Joe Mosby's blog

More high performance iterable work with bisect

In my last post, I explored the Python array data structure. In keeping with the vibe of iterable data structures, I'm moving on to cover the bisect module.

bisect uses a simple bisection algorithm to insert items into a list without botching the sort. The gist of the algorithm is simple: we're going to create a midpoint using the low and high marks of the list, check if our value is greater than or less than the midpoint, then use the midpoint to slice the list into smaller and smaller lists until our item falls right at the midpoint.

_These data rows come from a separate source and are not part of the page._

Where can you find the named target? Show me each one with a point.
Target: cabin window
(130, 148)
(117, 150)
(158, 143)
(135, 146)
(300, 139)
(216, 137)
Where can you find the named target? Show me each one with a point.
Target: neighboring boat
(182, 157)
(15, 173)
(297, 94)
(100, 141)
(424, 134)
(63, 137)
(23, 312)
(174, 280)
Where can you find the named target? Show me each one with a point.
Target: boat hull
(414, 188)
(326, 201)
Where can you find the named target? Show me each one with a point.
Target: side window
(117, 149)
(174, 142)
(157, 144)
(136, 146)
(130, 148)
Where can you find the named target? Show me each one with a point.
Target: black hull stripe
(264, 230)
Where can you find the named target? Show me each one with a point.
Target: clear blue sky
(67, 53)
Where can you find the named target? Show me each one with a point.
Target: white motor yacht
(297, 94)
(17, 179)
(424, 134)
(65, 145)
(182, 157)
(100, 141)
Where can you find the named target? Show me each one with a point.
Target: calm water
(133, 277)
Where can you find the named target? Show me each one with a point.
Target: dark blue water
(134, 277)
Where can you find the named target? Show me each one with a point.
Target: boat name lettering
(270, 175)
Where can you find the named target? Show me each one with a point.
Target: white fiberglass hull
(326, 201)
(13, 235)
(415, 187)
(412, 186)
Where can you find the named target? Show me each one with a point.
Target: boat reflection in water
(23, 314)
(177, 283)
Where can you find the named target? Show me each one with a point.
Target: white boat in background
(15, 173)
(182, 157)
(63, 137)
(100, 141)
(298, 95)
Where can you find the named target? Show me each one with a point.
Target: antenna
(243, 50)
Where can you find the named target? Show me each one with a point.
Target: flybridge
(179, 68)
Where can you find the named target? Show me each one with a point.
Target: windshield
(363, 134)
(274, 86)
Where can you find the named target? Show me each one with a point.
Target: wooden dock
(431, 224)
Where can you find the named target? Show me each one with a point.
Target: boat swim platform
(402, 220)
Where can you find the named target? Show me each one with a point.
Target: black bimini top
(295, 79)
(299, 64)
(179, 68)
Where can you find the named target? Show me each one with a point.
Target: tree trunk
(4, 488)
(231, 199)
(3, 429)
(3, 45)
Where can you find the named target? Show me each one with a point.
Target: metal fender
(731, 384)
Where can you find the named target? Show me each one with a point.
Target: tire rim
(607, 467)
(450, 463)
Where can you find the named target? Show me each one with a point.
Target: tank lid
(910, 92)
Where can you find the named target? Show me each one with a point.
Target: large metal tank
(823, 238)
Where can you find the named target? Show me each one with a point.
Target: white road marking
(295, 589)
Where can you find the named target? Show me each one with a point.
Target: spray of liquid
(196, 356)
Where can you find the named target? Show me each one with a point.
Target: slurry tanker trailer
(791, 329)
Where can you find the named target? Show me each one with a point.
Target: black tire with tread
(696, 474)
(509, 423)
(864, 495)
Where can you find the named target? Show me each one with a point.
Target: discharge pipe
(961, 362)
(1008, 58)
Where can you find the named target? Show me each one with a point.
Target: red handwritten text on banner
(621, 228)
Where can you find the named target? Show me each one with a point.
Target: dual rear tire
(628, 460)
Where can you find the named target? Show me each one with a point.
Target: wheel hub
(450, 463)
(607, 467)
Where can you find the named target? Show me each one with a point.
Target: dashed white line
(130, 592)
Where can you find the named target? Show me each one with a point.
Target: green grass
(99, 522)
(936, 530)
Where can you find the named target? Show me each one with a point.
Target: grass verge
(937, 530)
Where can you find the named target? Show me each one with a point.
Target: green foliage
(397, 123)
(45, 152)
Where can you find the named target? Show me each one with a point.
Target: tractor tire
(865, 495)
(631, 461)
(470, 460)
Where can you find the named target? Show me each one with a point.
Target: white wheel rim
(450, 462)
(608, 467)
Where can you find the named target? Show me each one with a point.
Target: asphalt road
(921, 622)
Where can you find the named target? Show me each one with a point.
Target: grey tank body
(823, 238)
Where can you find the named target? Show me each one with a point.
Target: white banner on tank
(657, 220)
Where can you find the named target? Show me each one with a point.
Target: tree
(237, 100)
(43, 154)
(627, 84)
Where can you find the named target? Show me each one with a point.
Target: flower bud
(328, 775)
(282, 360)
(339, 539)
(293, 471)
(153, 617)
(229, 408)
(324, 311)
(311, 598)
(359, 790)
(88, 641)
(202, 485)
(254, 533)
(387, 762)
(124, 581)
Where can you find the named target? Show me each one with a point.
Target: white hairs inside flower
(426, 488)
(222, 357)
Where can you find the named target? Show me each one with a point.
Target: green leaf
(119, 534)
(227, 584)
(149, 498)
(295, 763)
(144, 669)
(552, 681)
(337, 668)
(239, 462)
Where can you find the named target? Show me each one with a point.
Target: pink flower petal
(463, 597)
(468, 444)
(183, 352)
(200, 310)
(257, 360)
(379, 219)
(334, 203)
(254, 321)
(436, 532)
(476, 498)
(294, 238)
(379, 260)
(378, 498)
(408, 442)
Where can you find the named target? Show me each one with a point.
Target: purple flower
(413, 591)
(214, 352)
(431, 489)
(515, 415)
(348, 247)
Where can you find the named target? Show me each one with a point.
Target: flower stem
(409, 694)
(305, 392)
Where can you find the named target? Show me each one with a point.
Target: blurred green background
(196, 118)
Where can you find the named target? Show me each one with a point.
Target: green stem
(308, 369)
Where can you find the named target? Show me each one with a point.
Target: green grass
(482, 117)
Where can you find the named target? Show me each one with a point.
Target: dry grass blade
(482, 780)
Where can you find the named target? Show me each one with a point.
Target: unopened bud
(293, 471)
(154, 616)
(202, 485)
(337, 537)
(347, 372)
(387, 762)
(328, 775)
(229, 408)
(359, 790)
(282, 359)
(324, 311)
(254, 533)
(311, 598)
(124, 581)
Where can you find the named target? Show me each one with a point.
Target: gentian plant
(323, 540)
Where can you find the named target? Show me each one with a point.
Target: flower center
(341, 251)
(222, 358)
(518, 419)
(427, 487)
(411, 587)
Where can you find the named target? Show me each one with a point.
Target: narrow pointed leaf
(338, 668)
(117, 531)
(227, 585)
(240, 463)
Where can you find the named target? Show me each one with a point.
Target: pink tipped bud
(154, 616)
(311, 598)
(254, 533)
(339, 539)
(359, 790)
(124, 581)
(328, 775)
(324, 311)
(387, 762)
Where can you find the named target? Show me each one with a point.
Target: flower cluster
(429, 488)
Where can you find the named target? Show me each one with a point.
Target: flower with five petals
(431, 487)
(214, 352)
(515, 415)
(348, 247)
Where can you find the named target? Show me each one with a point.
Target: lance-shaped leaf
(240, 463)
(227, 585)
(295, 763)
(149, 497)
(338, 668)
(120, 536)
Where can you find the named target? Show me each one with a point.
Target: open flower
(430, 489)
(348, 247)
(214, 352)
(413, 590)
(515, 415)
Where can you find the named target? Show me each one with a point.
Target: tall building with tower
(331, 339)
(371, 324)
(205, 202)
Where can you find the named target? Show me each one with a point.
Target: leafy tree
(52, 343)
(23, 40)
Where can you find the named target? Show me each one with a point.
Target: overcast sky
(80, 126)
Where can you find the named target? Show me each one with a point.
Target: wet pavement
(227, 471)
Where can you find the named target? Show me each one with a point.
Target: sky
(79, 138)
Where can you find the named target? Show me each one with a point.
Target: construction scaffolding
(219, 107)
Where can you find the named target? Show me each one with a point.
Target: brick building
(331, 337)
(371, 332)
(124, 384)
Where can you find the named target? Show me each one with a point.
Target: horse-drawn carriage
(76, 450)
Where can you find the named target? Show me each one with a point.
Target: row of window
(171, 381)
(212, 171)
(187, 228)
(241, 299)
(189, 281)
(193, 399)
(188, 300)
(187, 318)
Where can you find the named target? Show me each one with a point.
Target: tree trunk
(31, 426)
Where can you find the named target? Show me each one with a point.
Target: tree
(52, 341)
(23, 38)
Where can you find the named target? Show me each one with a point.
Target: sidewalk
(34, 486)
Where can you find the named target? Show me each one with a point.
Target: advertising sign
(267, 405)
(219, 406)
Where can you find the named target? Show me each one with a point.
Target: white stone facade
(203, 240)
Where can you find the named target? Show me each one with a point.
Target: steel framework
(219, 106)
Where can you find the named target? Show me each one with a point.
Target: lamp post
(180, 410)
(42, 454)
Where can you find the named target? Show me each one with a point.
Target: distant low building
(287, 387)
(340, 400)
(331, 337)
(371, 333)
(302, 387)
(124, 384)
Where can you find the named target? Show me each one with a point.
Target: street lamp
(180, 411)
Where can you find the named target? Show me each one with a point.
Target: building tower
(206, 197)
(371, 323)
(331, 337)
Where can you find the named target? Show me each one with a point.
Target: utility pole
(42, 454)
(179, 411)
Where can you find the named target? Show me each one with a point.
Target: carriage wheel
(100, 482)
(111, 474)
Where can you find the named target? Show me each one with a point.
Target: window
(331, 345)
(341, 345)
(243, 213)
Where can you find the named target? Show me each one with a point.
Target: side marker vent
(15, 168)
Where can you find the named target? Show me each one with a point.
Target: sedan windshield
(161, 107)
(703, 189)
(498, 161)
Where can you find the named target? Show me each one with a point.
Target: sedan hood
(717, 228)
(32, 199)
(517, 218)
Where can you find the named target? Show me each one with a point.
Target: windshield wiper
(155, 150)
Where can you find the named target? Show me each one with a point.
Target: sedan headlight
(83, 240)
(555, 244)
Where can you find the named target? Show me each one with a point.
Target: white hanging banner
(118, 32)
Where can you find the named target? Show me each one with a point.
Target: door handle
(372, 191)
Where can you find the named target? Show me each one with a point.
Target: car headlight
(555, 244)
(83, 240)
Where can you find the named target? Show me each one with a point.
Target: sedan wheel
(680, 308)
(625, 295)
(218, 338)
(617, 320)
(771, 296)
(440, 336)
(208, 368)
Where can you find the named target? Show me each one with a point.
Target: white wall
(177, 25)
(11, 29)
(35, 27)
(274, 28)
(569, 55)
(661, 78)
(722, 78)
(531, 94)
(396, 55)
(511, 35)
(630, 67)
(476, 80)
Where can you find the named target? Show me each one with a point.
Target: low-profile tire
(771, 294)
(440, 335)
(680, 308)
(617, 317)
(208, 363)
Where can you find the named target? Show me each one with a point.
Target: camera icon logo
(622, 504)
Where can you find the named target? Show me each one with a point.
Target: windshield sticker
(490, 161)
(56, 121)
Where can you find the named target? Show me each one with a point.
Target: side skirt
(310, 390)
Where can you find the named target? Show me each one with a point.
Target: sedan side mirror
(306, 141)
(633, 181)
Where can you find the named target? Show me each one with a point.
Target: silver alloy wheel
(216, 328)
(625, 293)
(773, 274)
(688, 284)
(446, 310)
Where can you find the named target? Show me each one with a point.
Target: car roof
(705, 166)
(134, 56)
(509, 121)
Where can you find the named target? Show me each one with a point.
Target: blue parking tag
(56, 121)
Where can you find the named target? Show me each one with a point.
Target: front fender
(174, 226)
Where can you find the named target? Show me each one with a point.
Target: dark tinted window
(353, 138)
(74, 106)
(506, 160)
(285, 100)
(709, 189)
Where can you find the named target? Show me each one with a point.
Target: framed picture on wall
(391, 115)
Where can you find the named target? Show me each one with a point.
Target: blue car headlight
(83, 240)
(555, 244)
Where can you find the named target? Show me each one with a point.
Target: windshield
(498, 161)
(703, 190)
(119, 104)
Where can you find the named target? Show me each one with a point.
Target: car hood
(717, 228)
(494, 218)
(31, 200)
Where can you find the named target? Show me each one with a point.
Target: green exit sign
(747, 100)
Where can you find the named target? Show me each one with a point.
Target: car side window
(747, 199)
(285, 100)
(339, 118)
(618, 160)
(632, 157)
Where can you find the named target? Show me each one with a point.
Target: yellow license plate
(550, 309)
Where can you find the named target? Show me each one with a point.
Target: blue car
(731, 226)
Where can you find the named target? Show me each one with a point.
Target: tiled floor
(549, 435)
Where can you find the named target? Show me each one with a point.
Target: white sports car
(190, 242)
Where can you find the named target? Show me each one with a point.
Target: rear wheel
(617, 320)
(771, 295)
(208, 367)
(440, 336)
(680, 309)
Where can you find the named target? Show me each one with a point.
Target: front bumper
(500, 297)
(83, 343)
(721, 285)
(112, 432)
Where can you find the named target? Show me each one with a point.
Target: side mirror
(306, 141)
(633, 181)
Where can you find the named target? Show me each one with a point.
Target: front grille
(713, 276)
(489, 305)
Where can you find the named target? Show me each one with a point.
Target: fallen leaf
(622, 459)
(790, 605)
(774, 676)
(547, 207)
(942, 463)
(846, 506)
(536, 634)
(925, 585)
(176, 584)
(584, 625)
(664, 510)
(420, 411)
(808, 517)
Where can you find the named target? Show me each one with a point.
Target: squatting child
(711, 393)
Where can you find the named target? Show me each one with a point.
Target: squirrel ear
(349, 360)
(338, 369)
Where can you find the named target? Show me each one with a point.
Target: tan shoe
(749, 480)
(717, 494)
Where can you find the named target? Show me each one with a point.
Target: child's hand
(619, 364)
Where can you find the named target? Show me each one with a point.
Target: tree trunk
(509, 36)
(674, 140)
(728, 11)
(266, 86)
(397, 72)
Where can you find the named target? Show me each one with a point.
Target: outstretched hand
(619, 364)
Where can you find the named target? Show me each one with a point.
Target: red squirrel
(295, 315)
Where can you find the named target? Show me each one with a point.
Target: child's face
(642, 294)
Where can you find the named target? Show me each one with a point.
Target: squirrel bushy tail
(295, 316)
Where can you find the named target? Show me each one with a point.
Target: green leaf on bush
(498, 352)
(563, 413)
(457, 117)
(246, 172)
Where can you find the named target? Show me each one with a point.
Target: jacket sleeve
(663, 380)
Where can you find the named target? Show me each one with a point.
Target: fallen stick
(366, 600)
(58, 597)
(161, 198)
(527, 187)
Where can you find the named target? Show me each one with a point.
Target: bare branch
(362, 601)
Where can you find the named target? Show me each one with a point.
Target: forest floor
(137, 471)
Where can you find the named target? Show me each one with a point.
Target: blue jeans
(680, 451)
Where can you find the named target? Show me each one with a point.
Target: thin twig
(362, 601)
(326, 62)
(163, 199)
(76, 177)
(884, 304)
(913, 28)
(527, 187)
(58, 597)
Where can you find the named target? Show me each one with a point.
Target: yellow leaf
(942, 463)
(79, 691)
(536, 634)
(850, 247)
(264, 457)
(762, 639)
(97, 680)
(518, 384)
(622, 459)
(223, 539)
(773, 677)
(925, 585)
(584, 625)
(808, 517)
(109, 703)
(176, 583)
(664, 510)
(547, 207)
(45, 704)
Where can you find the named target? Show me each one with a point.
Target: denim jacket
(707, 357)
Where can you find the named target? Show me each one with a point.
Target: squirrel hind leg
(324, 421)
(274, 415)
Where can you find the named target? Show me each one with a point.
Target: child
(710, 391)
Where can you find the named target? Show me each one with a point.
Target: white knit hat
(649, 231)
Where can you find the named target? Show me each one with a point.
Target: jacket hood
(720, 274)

You can see this in action here:

def bisect_pseudo(a_list, my_value):
	low = 0
	high = len(a_list)

	while low < high:
		midpoint = (low+high)//2

		if my_value < a_list[midpoint]:
			high = midpoint
			low = midpoint + 1

		print "low:", low, "high", high

	return low

my_list = [1, 4, 9, 16, 25]

print "Value greater than midpoint: "
bisect_pseudo(my_list, 10)

print "Value less than midpoint: "
bisect_pseudo(my_list, 2)

In this example, we see the algorithm sifting through our list, searching for the point in the list where our test value would naturally slide in. This is a left bisection algorithm - where we start from the left side of the list and work up - and the reverse would be a right bisection algorithm. The bisect module includes both.

import bisect

names = ['Joe', 'Beth', 'Steve']


print names

print bisect.bisect_left(names, 'David')

bisect.insort_left(names, 'David')

print names

In this example, we're using the bisect_left() function, an implementation of the same algorithm described above, to find the midpoint in our sorted list. The insort_left() function will perform this algorithm and then insert our value exactly where it needs to be. The code using the right bisection algorithm looks similar:

print bisect.bisect_right(names, 'Shamyl')

bisect.insort_right(names, 'Shamyl')

print names

The Python bisect module is fairly quick, but it will use a faster C implementation if one's available. That's all there is to it!